[Spambayes] More on 'Spammer Attempts to Circumvent Bayesian Filter'

Sat Jul 17 04:33:44 CEST 2004

Well, I might as well ask about one more issue, while I'm thinking about
it.

I more or less understand how SpamBayes can work with text, but I don't
understand how it works with messages that are primarily html, and I
don't understand why it isn't easily fooled by text narratives in spam
emails.

In May, this group had a discussion of the topic, "Spammers Attempts to
Circumvent Baynesian Filter."  Len Hartley said, "Since February of
2004, more and more spammers are including what you might call short
stories or lists of innocent sounding words at the bottom of their
Email.
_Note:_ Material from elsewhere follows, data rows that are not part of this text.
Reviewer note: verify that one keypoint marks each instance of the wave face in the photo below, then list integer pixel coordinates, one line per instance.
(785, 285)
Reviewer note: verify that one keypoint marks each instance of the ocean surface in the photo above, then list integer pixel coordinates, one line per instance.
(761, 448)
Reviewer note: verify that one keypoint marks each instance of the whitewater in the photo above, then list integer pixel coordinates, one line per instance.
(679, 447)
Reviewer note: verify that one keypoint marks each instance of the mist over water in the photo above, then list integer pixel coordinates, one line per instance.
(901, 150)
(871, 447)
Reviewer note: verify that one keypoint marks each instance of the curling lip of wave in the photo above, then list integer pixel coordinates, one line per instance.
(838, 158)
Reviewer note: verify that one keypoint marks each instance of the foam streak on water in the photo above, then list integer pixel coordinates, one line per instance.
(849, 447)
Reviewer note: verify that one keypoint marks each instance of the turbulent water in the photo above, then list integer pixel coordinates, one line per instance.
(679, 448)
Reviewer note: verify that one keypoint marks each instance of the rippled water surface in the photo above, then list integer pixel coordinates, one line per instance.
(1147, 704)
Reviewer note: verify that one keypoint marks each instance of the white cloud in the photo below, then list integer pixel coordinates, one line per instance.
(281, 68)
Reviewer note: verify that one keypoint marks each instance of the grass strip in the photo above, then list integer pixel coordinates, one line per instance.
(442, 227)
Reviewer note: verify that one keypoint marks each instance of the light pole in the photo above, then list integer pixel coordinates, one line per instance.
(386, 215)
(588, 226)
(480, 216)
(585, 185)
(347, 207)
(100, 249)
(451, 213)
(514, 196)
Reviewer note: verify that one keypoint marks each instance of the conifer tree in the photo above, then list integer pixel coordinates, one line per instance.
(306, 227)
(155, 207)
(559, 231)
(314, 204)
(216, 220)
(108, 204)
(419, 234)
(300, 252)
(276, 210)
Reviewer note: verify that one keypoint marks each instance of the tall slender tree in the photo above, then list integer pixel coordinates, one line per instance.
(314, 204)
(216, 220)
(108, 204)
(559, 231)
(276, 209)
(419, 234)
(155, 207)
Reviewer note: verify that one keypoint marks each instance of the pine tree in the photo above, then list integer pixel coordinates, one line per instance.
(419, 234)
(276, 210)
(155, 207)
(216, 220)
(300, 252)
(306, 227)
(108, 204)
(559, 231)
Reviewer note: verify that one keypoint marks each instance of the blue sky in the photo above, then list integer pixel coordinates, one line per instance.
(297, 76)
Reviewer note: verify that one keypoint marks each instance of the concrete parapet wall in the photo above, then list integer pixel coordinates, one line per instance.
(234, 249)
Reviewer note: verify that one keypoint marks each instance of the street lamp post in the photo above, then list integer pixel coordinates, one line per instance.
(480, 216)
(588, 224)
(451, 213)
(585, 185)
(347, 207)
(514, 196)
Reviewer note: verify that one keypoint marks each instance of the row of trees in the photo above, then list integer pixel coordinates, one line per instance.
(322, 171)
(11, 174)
Because of this method, I have recently found that more than half
of Spam is rated not higher than suspect."

Experienced users pooh-poohed his experience as unrepresentative and
said his database probably contained mistakes and that he probably
needed to re-train.

Well, I receive 1400 or 1500 email messages a day, and I'm having a
similar problem.  It's not causing half my Spam to misclassify, but it
is the cause of the vast majority of my "unsures," which primarily are
from spam messages of two types:

- messages that have a lot of logical, readable -- often well-written --
text or jokes that are much longer than the commercial portion, and

- messages that have a small amount of random or narrative text and that
are primarily html.

- A subset of this is html ads that either contain many random words or
gibberish, instead of a coherent sentence or paragraph.

I know this has been discussed, but I get the sense that the answer
usually is something like, "Train on them, and SpamBayes will get the
idea."

I don't think it's that simple.

I've trained on dozens of the second type, in particular, yet many
almost identical spams continue to show spam probabilities of 6-20
percent.

I get the sense that "legitimate-appearing" text isn't easily caught by
SpamBayes, and that primarily html messages don't have enough consistent
clues to raise their spam probability.  I've appended an example at the
end of this message.

Perhaps someone could explain to me (in layman's terms!) how SpamBayes
classifies in these two instances.  I've looked at the message
classification screen on several of these messages, but I still don't
understand.

I am concerned that training on spam messages with a small commercial
and a relatively large amount of well-written text will "mess up" the
training on other types of messages; yet, I get too many of these to
ignore.

In my own large mail stream, like Len Hartley, I get the impression that
SpamBayes simply is less effective with these newer types of
solicitations.

Thoughts?

Thanks.

Rich Barger
Kansas City

Text like this, methinks, causes SpamBayes to misclassify spam messages
as ham:

do a lot of management training each year for the Circle K Corporation,
a national chain of convenience stores Among the topics we address in
our seminars is the retention of quality employees -- a real challenge
to managers when you consider the pay scale in the service industry.
During these discussions, I ask the participants, "What has caused you
to stay long enough to become a manager?" Some time back a new manager
took the question and slowly, with her voice almost breaking, said, "It
was a $19 baseball glove."
And who let me down? Me ¨C I am the one that rationalized why they never
called me, or sent me flowers, or sent me love notes, or just plain put
in as much effort as I did. I settled and that hurt me in the end.
sonoridad1sulfhi`drico03especial,incitamiento lebrasta.